Session 7 – Cell & Gene Therapies Date: 26 July (Friday) 9:00 – 12:00 Venue: 3F, Bldg. A, CTBC Financial Park, Ballroom A
President & CEO
Dr. Kazempour, President & CEO of Amarex Taiwan and its US affiliate, co-founded Amarex Clinical Research in 1998, a full-service contract research organization providing services to the pharmaceutical, biotech, and device communities. Dr. Kazempour serves on the George Washington University Regulatory Affairs Advisory Board, teaching at George Washington University Medical Center and Montgomery College.
Dr. Kazempour has conducted research activities with the National Institutes of Health, pharmaceutical industry and various universities. While at US FDA as a statistical reviewer, he received several awards for innovative problem solving and teamwork along with contributions to the drug approval process. During his tenure at the FDA, Dr. Kazempour also worked as a Senior Staff Fellow and as a Mathematical Statistician responsible for supervising and conducting independent statistical analyses of clinical trials and reviewing statistical sections of submitted protocols and statistical analyses.

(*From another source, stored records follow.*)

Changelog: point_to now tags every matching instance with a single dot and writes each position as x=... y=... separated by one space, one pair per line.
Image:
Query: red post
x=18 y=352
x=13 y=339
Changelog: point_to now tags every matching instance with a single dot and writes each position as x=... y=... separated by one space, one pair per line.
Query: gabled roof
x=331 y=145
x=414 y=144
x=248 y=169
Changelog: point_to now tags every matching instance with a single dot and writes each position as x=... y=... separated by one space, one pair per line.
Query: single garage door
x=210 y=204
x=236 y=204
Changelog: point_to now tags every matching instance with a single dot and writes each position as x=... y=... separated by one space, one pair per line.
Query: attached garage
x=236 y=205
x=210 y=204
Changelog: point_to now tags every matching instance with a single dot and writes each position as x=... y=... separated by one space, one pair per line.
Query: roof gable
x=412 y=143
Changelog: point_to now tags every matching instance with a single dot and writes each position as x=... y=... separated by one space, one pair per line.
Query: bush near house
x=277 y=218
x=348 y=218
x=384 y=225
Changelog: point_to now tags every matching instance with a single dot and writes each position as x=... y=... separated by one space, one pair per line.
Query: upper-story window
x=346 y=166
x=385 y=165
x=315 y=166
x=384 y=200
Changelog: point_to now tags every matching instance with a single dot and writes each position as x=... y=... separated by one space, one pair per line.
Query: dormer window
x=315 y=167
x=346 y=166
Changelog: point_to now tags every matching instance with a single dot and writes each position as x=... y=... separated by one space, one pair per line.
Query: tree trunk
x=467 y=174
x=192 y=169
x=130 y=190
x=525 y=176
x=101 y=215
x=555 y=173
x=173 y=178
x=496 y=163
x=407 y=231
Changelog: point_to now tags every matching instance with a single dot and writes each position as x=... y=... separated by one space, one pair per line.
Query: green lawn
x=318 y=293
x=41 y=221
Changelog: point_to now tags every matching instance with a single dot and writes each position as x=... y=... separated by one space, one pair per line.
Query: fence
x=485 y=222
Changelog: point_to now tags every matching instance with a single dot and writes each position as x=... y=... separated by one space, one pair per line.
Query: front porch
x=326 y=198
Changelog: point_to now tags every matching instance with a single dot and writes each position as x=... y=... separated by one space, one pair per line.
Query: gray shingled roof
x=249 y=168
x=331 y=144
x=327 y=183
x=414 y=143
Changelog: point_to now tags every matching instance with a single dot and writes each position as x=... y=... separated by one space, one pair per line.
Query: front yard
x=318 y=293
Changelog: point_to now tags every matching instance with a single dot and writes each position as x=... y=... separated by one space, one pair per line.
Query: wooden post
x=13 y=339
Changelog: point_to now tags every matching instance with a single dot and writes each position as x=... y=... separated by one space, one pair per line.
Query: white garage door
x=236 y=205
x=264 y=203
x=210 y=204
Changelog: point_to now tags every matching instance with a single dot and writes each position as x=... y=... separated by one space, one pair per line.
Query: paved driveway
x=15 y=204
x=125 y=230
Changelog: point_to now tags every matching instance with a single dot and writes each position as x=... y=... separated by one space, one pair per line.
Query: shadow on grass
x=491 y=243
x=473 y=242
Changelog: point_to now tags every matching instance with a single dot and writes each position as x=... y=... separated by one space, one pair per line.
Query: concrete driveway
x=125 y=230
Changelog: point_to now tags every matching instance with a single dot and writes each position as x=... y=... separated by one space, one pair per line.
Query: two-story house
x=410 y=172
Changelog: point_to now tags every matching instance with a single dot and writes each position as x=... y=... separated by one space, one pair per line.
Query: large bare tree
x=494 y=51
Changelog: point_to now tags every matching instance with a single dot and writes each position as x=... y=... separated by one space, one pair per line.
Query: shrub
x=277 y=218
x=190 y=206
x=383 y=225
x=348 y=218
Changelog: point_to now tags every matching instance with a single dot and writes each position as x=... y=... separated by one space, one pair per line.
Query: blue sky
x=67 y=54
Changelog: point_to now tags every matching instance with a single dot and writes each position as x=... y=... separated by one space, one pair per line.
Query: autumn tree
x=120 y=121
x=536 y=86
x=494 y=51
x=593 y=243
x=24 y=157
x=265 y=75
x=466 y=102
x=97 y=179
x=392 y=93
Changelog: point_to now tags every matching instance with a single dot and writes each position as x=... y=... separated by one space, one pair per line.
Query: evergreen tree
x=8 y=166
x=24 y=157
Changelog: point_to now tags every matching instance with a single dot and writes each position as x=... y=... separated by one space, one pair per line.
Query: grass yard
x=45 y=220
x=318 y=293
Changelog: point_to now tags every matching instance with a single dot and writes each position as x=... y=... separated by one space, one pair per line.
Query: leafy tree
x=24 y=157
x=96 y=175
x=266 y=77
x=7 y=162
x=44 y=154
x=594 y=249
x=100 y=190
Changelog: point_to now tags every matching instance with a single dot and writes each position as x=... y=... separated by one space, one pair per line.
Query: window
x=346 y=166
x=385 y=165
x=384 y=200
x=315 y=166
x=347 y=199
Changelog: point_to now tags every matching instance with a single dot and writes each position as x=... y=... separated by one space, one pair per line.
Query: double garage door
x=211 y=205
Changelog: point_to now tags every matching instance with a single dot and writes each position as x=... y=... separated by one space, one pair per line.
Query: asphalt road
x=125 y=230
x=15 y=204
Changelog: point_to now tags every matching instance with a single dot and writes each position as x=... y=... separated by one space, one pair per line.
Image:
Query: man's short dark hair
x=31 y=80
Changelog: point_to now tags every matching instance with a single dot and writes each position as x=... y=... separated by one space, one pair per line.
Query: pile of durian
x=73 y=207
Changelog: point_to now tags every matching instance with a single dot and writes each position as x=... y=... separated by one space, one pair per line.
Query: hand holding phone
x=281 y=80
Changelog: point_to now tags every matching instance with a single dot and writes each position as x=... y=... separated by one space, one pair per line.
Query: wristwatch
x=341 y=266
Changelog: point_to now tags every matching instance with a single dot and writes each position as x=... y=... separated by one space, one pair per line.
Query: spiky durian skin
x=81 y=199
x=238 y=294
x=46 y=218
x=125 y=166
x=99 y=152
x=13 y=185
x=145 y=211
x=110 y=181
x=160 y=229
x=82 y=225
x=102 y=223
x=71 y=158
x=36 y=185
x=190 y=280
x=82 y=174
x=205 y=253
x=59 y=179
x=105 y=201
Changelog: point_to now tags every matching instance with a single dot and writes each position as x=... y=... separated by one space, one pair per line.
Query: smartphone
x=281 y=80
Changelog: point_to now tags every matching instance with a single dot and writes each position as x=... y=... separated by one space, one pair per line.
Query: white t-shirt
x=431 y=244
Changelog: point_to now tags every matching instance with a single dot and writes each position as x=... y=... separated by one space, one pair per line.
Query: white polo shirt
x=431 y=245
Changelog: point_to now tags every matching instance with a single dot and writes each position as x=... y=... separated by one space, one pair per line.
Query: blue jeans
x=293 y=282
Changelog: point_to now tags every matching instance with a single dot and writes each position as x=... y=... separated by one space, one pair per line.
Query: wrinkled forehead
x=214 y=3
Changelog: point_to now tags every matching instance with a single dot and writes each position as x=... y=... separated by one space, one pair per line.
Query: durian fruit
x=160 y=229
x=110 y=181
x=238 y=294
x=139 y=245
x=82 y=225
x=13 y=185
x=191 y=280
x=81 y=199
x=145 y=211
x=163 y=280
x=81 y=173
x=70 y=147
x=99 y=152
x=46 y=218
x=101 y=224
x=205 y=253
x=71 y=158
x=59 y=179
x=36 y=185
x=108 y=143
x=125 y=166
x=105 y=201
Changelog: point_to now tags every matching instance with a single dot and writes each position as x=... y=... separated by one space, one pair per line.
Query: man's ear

His experience in the industry and FDA has allowed him to understand biometrics, quality assurance and quality control from both a sponsor's perspective, as the provider of the data and from a regulatory perspective, as the reviewer of the data. Dr. Kazempour has worked in many therapeutic areas including cell/gene therapy, vaccines, anti-virals, CNS, and oncology as well as medical devices and digital health, as his expertise and knowledge has been a key contributor in the approval of these drugs and devices.
Dr. Kazempour has spent the past 15 years focusing on international drug and device clinical development and has significant experience working with Asian clients. He has successfully assisted Asian clients with different FDA submissions, including IND, IDE, 505(b)2, 510k, PMA, and NDA for botanical, chemical, biological, and device clinical products. Session Speech Title & Synopsis: Challenges and Opportunities in Clinical Design and Statistical Power of Cellular Therapy Products
The design of clinical trials for cellular therapy products often differs from other types of pharmaceutical products. FDA’s major concerns for early clinical phase trial is safety, to identify a safe does, such as maximum tolerated dose. Cellular therapy products may have little or no toxicity; therefore, using biomarkers, such as engraftment and transgene expression is an alternative for primary endpoints.
In this talk we focus on the challenges at the design and analysis stages of clinical development for cellular therapy products. Obviously, there are multiple opportunities that we recommend you to take advantages of at different stages of your clinical development, such as Expedited Programs Designations for Serious Conditions including Fast Track, Breakthrough Therapy, Accelerated Approval, and Priority Review Designations. In addition to these in 2019 a new designation was introduced specifically for cellular therapy, so called “Regenerative Medicine Advanced Therapy (RMAT) Designation.” This designation allows you to work closely with the FDA on the program’s development and give you ample opportunity to have early interaction with the Division/FDA reviewers to discuss any potential surrogate endpoints or other intermediate endpoints (i.e. Biomarkers) for your primary endpoint.
One of the main challenges at the design and analysis stages is the sample size and power calculation to establish the efficacy. This is because the early studies are conducted in patients rather than healthy volunteers and the noise is typically larger than the other typical New Chemical Entities. Therefore, the original power calculation may not give an accurate assessment of the subject number required to achieve the statistical significance at the end of the trial. To overcome this issue, some sponsors may increase the statistical power from 80% requirement to as high as 90% which really increase the time and cost of completing the trial. We recommend to use Adaptive Trial Design, and to incorporate selected covariates in the primary analysis model. The main purpose of the Adaptive Trial and at least one Interim Analysis is to re-assess the sample size in the middle of the trial to obtain a much better estimate of the sample size based on Conditional Power. Particularly, make sure to select an Adaptive trial design in such a way that there is no statistical penalty. Only by identifying the challenges of these innovative and complicated clinical trial designs, we can offer strategies from different perspectives to overcome these challenges.